Tom said,
“Some fellas like to hit ’em.
Gives me a little shakes ever’ time.
Car sounds OK.
Them rings must a broke loose by now.
She ain’t smokin’ so bad.”
“You done a nice job,” said Casy.
A small wooden house dominated the camp ground, and on the porch of the house a gasoline lantern hissed and threw its white glare in a great circle.
Half a dozen tents were pitched near the house, and cars stood beside the tents.
Cooking for the night was over, but the coals of the campfires still glowed on the ground by the camping places.
A group of men had gathered to the porch where the lantern burned, and their faces were strong and muscled under the harsh white light, light that threw black shadows of their hats over their foreheads and eyes and made their chins seem to jut out.
They sat on the steps, and some stood on the ground, resting their elbows on the porch floor.
The proprietor, a sullen lanky man, sat in a chair on the porch. He leaned back against the wall, and he drummed his fingers on his knee.
Inside the house a kerosene lamp burned, but its thin light was blasted by the hissing glare of the gasoline lantern.
The gathering of men surrounded the proprietor.
Tom drove the Dodge to the side of the road and parked.
Al drove through the gate in the truck.
“No need to take her in,” Tom said.
He got out and walked through the gate to the white glare of the lantern.
The proprietor dropped his front chair legs to the floor and leaned forward.
“You men wanta camp here?”
“No,” said Tom. “We got folks here.
Hi, Pa.”
Pa, seated on the bottom step, said,
“Thought you was gonna be all week.
Get her fixed?”
“We was pig lucky,” said Tom. “Got a part ’fore dark.
We can get goin’ fust thing in the mornin’.”
“That’s a pretty nice thing,” said Pa. “Ma’s worried. Ya Granma’s off her chump.”
“Yeah, Al tol’ me.
She any better now?”
“Well, anyways she’s a-sleepin’.”
The proprietor said,
“If you wanta pull in here an’ camp it’ll cost you four bits.

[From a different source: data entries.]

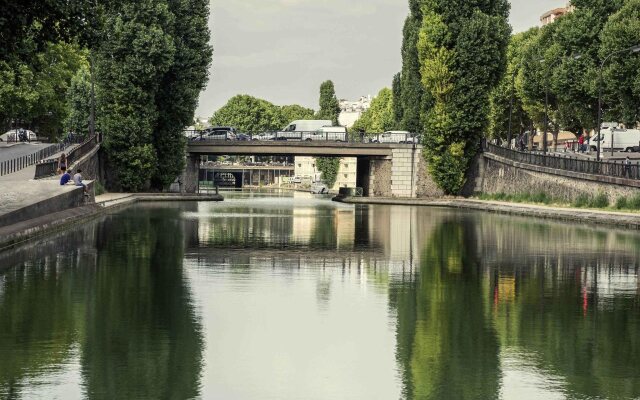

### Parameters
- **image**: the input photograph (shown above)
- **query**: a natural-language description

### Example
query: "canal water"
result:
[0,193,640,400]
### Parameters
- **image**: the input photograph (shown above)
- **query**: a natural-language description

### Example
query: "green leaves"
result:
[418,0,510,194]
[316,81,340,126]
[316,157,340,188]
[352,88,396,133]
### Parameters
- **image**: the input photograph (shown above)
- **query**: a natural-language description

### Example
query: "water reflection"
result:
[0,193,640,399]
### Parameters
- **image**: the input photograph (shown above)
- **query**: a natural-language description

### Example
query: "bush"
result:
[627,194,640,210]
[616,197,629,210]
[573,193,589,208]
[589,193,609,208]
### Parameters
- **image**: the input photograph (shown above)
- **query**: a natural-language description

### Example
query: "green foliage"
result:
[152,0,212,190]
[209,95,290,133]
[96,0,175,192]
[487,28,538,140]
[316,157,340,188]
[399,14,427,133]
[316,81,340,126]
[599,0,640,126]
[391,72,404,127]
[280,104,315,124]
[418,0,510,194]
[352,88,396,133]
[64,68,91,134]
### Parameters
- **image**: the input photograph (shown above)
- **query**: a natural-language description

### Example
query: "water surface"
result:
[0,193,640,399]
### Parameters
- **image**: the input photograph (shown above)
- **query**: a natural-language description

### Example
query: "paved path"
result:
[0,143,52,162]
[334,196,640,230]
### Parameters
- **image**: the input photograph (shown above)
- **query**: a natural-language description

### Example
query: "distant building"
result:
[295,157,358,191]
[540,3,575,26]
[338,95,372,128]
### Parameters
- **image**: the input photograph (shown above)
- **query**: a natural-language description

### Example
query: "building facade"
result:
[295,157,358,191]
[540,3,575,26]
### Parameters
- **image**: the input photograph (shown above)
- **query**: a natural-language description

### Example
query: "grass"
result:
[478,192,640,211]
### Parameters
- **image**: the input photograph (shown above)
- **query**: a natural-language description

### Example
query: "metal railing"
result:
[184,130,421,144]
[484,143,640,179]
[35,135,98,179]
[0,143,66,176]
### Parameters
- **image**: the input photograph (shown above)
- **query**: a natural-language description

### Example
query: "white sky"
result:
[196,0,566,118]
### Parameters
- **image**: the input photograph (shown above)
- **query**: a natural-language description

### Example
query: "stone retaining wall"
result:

Get a place to camp an’ water an’ wood.
An’ nobody won’t bother you.”
“What the hell,” said Tom. “We can sleep in the ditch right beside the road, an’ it won’t cost nothin’.”
The owner drummed his knee with his fingers.
“Deputy sheriff comes on by in the night.
Might make it tough for ya.
Got a law against sleepin’ out in this State.
Got a law about vagrants.”
“If I pay you a half a dollar I ain’t a vagrant, huh?”
“That’s right.”
Tom’s eyes glowed angrily.
“Deputy sheriff ain’t your brother-’n-law by any chance?”
The owner leaned forward.
“No, he ain’t.
An’ the time ain’t come yet when us local folks got to take no talk from you goddamn bums, neither.”
“It don’t trouble you none to take our four bits.